Once health care is available to anyone for free, the doctors and hospitals will lose a lot of money. Anyone will go to the doctor for any ailment, whether it's important or not. Even non-US citizens will be able to go see the doctor. This will not only waste doctors' and hospitals' time, but it will also drain resources and supplies.
When health care is free, who will want to be a doctor anymore? They won't get paid what they deserve but yet they'll be working twice as hard.
Public health care is a terrible idea and should never be issued in a country that doesn't provide free handouts!
Medicaid has cost controls. The result is that doctors are paid less than half what it costs to care for a patient, from their time to rent to bureaucratic fees and records management. The result of this is that few doctors accept Medicaid. Children have died of dental abscessed because there were no Medicaid doctors taking new patients. Now multiple this disaster across all medical specialists and for all patients. Unless we make doctors slaves who work for free (and how bad will your care be, then?), we cannot solve the cost of healthcare by telling doctors to work for even less - which is all government does. Cutting fees to doctors has been the government decision in Medicaid, Medicare, and RomneyCare (Massachusetts public option). In ALL cases, doctors dropped out instead of working for peanuts, and patients found too few doctors to provide care. AND costs went up to pay for bureaucrats. Public health insurance hurts everyone but government bureaucrats.

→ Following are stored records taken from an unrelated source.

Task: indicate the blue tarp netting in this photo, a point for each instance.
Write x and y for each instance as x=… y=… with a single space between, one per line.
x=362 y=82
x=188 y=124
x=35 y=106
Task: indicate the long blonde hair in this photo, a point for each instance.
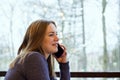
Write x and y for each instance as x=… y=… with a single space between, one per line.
x=33 y=42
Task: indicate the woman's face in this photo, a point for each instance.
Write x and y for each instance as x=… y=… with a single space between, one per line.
x=50 y=40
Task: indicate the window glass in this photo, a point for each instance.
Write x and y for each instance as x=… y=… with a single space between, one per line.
x=90 y=29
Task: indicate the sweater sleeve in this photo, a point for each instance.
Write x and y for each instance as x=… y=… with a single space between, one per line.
x=64 y=71
x=36 y=67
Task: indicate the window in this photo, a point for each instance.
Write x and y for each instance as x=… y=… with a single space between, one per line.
x=89 y=29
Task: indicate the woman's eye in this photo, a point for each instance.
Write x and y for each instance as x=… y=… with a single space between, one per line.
x=51 y=34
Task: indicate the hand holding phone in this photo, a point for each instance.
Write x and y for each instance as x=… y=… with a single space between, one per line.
x=59 y=52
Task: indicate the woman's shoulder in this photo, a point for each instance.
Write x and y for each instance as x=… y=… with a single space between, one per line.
x=35 y=56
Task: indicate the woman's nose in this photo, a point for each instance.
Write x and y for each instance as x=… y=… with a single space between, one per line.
x=56 y=38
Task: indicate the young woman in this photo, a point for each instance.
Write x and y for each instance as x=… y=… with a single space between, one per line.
x=35 y=55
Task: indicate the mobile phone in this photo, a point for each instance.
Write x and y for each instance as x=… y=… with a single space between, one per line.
x=59 y=52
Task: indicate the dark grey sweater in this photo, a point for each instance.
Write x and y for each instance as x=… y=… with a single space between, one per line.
x=35 y=67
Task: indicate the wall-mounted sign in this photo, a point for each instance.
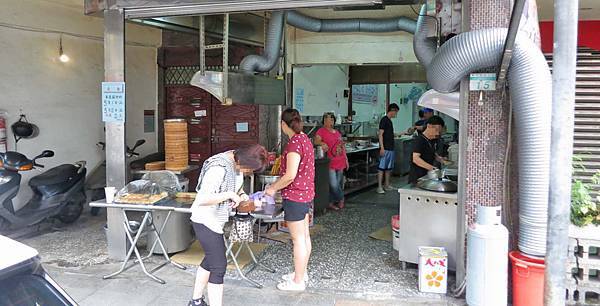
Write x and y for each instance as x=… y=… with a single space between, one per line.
x=113 y=101
x=241 y=127
x=365 y=94
x=482 y=82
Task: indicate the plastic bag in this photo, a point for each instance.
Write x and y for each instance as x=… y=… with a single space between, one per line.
x=141 y=192
x=165 y=179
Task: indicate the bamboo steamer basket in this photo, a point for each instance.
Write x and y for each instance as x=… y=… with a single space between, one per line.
x=176 y=144
x=153 y=166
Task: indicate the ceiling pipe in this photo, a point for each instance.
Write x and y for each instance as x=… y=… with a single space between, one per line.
x=267 y=61
x=509 y=45
x=530 y=91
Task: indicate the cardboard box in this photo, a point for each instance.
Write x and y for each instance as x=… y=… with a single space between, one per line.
x=433 y=270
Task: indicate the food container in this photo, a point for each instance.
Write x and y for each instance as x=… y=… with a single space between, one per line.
x=433 y=270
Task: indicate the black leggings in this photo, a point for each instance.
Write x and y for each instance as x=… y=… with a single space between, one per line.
x=214 y=253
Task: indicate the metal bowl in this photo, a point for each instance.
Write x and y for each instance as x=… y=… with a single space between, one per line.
x=266 y=179
x=439 y=185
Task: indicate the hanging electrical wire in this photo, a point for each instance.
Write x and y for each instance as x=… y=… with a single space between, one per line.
x=71 y=34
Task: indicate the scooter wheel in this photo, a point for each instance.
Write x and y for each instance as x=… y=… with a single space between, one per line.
x=70 y=212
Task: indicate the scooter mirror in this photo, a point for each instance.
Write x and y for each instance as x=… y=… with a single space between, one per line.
x=139 y=143
x=45 y=154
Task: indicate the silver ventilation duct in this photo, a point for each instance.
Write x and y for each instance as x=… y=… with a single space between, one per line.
x=266 y=62
x=531 y=93
x=245 y=87
x=312 y=24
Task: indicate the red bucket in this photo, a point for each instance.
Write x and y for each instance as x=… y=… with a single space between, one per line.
x=528 y=279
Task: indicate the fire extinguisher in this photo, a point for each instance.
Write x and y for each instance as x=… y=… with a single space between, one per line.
x=3 y=146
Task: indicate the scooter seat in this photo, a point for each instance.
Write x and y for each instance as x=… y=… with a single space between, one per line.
x=57 y=175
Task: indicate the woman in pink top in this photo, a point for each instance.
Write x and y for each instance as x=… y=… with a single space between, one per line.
x=331 y=141
x=297 y=185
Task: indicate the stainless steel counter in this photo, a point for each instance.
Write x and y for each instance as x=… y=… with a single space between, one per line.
x=373 y=147
x=427 y=218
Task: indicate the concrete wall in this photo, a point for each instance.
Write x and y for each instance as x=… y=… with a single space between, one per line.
x=349 y=48
x=63 y=99
x=321 y=88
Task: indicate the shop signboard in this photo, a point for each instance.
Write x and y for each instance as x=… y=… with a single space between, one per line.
x=113 y=102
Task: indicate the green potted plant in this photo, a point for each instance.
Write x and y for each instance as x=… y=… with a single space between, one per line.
x=585 y=208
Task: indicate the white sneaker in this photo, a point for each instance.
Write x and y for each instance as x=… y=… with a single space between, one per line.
x=290 y=276
x=291 y=286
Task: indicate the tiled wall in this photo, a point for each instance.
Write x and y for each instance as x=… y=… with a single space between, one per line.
x=488 y=122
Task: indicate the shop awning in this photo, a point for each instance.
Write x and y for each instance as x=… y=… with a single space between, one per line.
x=164 y=8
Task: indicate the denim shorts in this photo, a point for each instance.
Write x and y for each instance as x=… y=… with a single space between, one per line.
x=295 y=211
x=386 y=162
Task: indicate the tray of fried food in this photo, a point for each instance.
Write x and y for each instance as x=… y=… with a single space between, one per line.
x=141 y=198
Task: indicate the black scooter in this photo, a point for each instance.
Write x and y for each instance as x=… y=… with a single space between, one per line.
x=58 y=192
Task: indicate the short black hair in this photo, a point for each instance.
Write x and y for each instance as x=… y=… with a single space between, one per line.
x=393 y=107
x=436 y=120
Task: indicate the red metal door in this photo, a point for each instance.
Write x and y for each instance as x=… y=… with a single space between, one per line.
x=233 y=126
x=194 y=105
x=212 y=127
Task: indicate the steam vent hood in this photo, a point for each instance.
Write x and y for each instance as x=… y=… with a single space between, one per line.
x=242 y=88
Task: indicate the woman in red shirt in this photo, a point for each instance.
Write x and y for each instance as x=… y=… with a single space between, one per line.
x=331 y=141
x=297 y=185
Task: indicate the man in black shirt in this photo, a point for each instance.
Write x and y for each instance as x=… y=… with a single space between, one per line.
x=424 y=150
x=386 y=148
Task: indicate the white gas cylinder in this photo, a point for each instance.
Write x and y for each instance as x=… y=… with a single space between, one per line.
x=487 y=259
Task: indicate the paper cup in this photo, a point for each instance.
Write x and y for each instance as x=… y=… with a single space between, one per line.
x=109 y=192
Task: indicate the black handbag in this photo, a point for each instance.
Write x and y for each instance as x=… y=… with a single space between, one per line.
x=242 y=230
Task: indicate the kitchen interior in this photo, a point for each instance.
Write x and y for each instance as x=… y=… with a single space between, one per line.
x=359 y=95
x=357 y=89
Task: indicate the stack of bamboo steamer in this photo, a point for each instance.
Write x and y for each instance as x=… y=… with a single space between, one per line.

I believe public health insurance would be disastrous to doctors and hospitals. Government programs have consistently proved to be unsustainable, whether it be through insufficient funds or mismanagement. Doctors and hospitals would be unfairly burdened with the bureaucratic red tape that accompanies all federal programs.
When the government interferes too much, those who are in the position to be profitable don't like it. And, with an insurance option this would happen. The physicians would resent what they would have to do and how much the government is willing to reimburse them for doing it. It doesn't necessarily have to be this way, if everyone's point of view could be considered.
I don't know that public health insurance would be beneficial for doctors or hospitals, necessarily. I think the idea of a plan for public health insurance is to benefit the general population so that they can get insurance and receive medical treatment and not be charged the exorbitant amounts that doctors and hospitals are free to charge people who don't have insurance.
I believe in a lassez-faire approach to health insurance. If every doctor was paid the same, then why would he want to go to a more prestigious school for his education? You can not pay all doctors with public health insurance, because the quality of care would diminish greatly. If you want quality, you have to allow health insurance to be private, not public.
If everyone in the United States had health insurance then the doctors will be limited too how many patients they have. They couldn't treat them all equal if they don't have the time to give all of them good check-ups. They will be stressed and have too much on their hands and decline people with health insurance.